In triangle $ABC$ , $D$ is the midpoint of $AC$ and $E$ is the midpoint of $AB$ . $BD$ and $CE$ are perpendicular to each other and intersect at the point $G$ .

Because $G$ is median and $BD$ and $CE$ are perpendicular to each other, implies $CG = 2EG$ and $BG = 2DG$ and we got 3 right triangle of $CGD$ , $BGE$ and $BGC$ .
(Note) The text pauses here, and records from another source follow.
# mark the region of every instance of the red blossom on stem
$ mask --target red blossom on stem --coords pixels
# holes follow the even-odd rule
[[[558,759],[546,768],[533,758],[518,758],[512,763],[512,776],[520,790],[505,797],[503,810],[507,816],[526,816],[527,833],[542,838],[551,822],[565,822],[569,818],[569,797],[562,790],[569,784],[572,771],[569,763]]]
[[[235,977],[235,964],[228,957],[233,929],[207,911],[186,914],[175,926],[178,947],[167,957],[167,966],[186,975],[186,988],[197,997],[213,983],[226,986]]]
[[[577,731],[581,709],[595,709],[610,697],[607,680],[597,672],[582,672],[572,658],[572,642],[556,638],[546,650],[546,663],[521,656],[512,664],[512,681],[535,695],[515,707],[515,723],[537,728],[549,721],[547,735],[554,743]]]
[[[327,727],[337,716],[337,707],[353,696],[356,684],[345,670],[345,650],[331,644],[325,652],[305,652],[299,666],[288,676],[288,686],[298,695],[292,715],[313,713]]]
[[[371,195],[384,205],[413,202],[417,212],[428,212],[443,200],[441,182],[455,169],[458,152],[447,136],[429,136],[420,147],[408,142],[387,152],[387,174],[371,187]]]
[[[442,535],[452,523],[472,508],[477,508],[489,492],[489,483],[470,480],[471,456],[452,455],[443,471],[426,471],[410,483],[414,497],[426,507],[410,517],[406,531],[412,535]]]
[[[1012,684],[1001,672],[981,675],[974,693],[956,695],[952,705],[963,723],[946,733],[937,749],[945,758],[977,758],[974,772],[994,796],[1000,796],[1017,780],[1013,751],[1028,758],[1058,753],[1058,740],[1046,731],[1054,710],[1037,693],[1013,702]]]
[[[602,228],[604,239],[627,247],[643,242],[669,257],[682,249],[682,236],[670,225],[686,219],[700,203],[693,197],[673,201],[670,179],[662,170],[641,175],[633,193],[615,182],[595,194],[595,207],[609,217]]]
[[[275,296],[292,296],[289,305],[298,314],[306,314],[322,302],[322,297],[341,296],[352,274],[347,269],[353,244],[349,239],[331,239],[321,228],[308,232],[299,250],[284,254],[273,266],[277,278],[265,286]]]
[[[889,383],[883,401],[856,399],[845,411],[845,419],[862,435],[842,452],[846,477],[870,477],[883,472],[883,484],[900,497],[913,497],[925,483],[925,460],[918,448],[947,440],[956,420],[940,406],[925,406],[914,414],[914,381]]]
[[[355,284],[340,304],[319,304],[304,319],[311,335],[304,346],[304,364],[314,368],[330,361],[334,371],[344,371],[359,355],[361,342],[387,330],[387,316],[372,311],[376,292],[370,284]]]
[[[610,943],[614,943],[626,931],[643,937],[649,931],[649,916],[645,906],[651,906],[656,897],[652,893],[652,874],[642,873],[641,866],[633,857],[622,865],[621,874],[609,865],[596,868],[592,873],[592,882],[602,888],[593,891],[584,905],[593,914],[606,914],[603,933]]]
Just do with Pythagorean theorem on each triangle.

Let see in triangle $CGD$

$CG^2 + DG^2 = CD^2$

because $CD=\frac {CA}{2}=\frac {9}{2}$ and $DG=\frac {BG}{2}$

$CG^2 + (\frac {BG}{2})^2 = (\frac {9}{2})^2$

$4CG^2 + BG^2 = 9^2$ .. (1)

in triangle $BGE$

$BG^2 + EG^2 = BE^2$

because $BE=\frac {BA}{2}=\frac {7}{2}$ and $EG=\frac {CG}{2}$

$BG^2 + (\frac {CG}{2})^2 = (\frac {7}{2})^2$

$4BG^2 + CG^2 = 7^2$ ... (2)

and in triangle $BGC$

$BC^2 = CG^2 + BG^2$ ... (3)

Let's sum (1) and (2) we'll got

$5BG^2 + 5CG^2 = 9^2 + 7^2$ divide it with 5

$BG^2 + CG^2 = \frac{9^2 + 7^2}{5}$

and subtitute to (3)

$BC^2 = \frac{9^2 + 7^2}{5} = 26$

BD is a median of the triangle, so BG = 2 DG. Similarly, CG = 2 EG. Let DG = a and EG = b. Then, by Pythagorean theorem on triangle BGE, 4a^2+b^2=(7/2)^2=49/4. By Pythagorean theorem on triangle CGD, a^2+4b^2=(9/2)^2=81/4. Adding gives 5a^2+5b^2=130/4=65/2, so a^2+b^2=13/2.

What we want to find is BC^2 which is 4a^2+4b^2 by Pythagorean theorem again. This is 4*13/2=26.